Nous avons déjà eu Trump ou Bolsonaro au Brésil. Mais, ces changements de gouvernements obtenus par vote populaire dans la démocratie bourgeoise ne signifie pas que des régimes fascistes se mettent en place. Il est très important de distinguer le fascisme, qui instaure une dictature contre-révolutionnaire liquidant les libertés démocratiques, politiques et syndicales en écrasant le mouvement ouvrier de ces gouvernements qui sont encore produits dans le cadre de la démocratie bourgeoise. Ce sont des gouvernements patronaux réactionnaires, mais même si des politiciens comme Trump, Bolsonaro ou Milei voudraient liquider la classe ouvrière ou les mouvements populaires, ils ne peuvent pas l'imposer, pour l'instant. Ils doivent encore s'adapter à une forme de démocratie bourgeoise. Cela ne peut s'expliquer que par le poids des luttes des masses.

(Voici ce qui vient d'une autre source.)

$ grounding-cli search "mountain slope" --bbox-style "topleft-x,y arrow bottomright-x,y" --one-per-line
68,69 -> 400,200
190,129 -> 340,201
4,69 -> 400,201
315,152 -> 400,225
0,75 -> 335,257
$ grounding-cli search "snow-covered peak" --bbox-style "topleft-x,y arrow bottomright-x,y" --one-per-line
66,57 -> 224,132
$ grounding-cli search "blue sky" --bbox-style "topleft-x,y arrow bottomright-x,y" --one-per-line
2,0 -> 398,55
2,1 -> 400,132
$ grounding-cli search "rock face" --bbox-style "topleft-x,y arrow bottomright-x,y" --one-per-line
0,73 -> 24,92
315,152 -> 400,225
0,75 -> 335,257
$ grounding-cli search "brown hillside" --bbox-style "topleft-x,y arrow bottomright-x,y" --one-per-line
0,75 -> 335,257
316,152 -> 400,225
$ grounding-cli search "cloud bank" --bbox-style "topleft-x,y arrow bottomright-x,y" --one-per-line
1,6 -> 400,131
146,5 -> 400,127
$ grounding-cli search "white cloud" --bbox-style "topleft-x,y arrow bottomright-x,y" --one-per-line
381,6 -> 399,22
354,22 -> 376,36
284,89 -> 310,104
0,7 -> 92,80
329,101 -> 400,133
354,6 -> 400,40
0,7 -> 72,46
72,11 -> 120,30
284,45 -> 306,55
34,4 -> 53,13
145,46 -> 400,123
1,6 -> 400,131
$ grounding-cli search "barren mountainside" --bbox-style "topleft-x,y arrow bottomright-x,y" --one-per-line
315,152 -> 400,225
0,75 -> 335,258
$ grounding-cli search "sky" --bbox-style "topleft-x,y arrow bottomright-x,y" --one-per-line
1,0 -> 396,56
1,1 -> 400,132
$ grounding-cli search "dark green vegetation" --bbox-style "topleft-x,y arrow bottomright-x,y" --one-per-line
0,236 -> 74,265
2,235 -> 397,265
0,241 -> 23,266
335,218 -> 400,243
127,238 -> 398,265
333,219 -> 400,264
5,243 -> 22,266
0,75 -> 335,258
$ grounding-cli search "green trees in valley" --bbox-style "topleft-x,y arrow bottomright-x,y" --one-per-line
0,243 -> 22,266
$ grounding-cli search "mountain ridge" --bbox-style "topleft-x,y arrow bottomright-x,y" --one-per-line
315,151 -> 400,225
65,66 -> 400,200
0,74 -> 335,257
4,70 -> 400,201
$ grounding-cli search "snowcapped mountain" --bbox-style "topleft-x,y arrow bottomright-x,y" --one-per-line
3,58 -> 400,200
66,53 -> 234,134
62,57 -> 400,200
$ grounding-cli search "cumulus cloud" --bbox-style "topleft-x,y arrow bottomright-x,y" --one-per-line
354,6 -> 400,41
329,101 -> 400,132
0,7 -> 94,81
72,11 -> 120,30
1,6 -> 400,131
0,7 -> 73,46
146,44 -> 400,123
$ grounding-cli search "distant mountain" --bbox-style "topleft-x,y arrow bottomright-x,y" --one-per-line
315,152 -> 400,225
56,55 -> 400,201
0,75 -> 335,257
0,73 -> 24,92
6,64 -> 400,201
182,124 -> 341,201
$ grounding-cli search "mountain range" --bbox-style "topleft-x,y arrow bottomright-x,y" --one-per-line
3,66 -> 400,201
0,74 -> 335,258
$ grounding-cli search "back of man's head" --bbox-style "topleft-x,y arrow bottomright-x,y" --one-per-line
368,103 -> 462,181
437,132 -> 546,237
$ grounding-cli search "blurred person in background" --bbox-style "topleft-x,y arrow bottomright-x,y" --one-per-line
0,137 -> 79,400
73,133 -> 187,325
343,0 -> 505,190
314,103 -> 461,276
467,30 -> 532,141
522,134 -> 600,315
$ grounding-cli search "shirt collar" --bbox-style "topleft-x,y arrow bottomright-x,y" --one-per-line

Le soutien à la résistance palestinienne, les luttes de 2024 et la lutte pour une nouvelle direction socialiste révolutionnaire

Le conflit politico-militaire en Palestine est l'expression la plus claire de la crise de l'impérialisme, mais c'est aussi le point focal de la lutte des classes dans le monde. Nous sommes au cœur de la lutte, une lutte très inégale. Les dirigeants actuels d’Israël sont décidés à poursuivre leur génocide et leur nettoyage ethnique, mais le combat n'est pas terminé. La résistance vient du peuple palestinien qui résiste et se bat maison par maison dans la bande Gaza mais aussi en Cisjordanie, l'autre partie de la Palestine occupée, où une grève a été anoncée. Cette résistance est appuyée par un mouvement mondial de solidarité de millions de personnes dans les rues. C'est pourquoi nous confirmons, lors de ce 8ᵉ Congrès de l'UIT-QI, que l’expression de la solidarité avec le peuple palestinien  reste notre campagne centrale d'unité d'action internationale. Nous faisons partie du mouvement mondial de soutien au peuple palestinien contre l'État d'apartheid d'Israël.

La perspective pour 2024 sera celle de la continuité des luttes ouvrières et populaires dans le monde contre les plans d'ajustement et de répression de l'impérialisme et de ses gouvernements. Les sections de l'UIT-QI se préparent à y intervenir de toutes leurs forces. Dans ce processus, nous continuerons à nous battre pour nos objectifs stratégiques. L'un d'eux est de lutter pour des gouvernements de travailleurs qui apporteront un changement fondamental face à la débâcle sociale dans laquelle le capitalisme impérialiste nous entraîne. Cette solution fondamentale consiste à remplacer ce système d'oppression par un socialisme mondial avec une démocratie ouvrière et populaire. Cet objectif central impose de poursuivre la lutte pour surmonter la crise de la direction révolutionnaire en construisant des partis révolutionnaires dans chaque pays.